Using a similar methodology for transplanting and growing coral, written by fellow marine biologist Dr. Austin Bowden-Kerby, Carne began establishing coral nurseries in Placencia where coral cuttings could be grown and used for regenerate the reefs.
From the beginning, the project has always been community driven.
Carne explains how it was local fishermen and tour guides who began informing her of the positive progress of the coral nurseries she began planting among the decimated reefs.
And in 2006, Carne received funding that allowed his experiments to grow.
In 2009, restoration efforts took off when Carne launched the “Coral Nursery Project”.
The goal was to save the once vibrant coral reef at Laughing Bird Caye National Parka protected area that the local community had successfully convinced the government to protect as a national park, before it was hit by Hurricane Iris.
This formed the basis of the community conservation charity ‘Fragments of Hope’, which in 2013 was registered as a non-profit association.
A successful model of community conservation
Fragments of Hope provides the training required under Belizean law to handle coral. The charity trains fishermen, tour guides, boat crews, divers and community volunteers to prune and monitor corals in underwater nurseries, and to plant and monitor corals in fishing areas. restoration.
With the help of the community, Fragments of Hope has now planted over 85,000 coral fragments in Laughing Bird Caye National Park alone.

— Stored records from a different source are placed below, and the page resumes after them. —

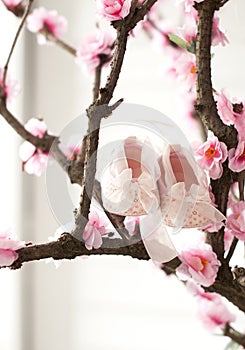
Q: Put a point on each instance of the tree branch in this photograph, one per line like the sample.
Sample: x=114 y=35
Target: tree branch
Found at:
x=27 y=10
x=44 y=144
x=67 y=247
x=96 y=111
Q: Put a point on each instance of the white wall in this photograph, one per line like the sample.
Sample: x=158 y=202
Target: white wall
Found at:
x=102 y=302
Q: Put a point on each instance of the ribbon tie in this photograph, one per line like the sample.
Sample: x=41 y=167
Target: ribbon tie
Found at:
x=125 y=190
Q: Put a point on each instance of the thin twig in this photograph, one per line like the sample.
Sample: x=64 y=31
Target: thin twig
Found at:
x=241 y=198
x=231 y=250
x=44 y=144
x=28 y=8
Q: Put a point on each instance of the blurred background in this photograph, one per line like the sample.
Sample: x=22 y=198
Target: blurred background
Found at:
x=99 y=303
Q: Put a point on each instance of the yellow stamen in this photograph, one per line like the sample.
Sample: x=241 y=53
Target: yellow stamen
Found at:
x=210 y=152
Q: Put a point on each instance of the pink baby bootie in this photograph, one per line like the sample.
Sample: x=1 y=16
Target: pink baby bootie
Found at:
x=129 y=183
x=184 y=196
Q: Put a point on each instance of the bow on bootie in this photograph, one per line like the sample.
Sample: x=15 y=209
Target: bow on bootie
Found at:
x=169 y=190
x=189 y=209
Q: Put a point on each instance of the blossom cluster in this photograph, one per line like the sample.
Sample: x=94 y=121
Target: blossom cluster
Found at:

The non-profit organization also runs extensive outreach projects, providing Belizean schools with educational resources and materials that will empower the next generation to continue protecting Belize’s Barrier Reef.
From the original coral nurseries in Laughing Bird Caye National Park, the community has now established 23 sites around Placencia. Carne explains how a recent surveying project using drone technology allowed them to accurately quantify the extent of coral cover in the area.
Laughing Bird Caye National Park now has 60% coral cover, greater than the cover before Hurricane Iris. The coral is now a base for a thriving marine ecosystemwhere tourists can snorkel and dive with stingrays, tropical fish and turtles.
“More coral equals more fish,” Carne says of the community conservation model. “And it’s amazing how much of a difference you can make in a decade. We now have tour guides who can go out and show their guests a coral reef ecosystem, not just rubble.
The success of the project has not gone unnoticed and Fragments of Hope is now expanding its work to several sites along the Belize Barrier Reef.
Government agencies are also rising to the challenge. Bottom trawling is now prohibited in Belize, important fish species such as parrotfish are protected by law and oil exploitation near the reef is now illegal.
Fragments of Hope also announced a new collaboration with SECORE Internationalan organization that promotes the restoration of coral reefs worldwide.
The partnership will allow the nonprofit organization to begin implementing coral seeding at their restoration sites, a process that allows the coral to grow sexually rather than asexually. This increases genetic diversity and improves the long-term health of coral reefs.
Their philosophy is simple: ‘more fish = more coral’.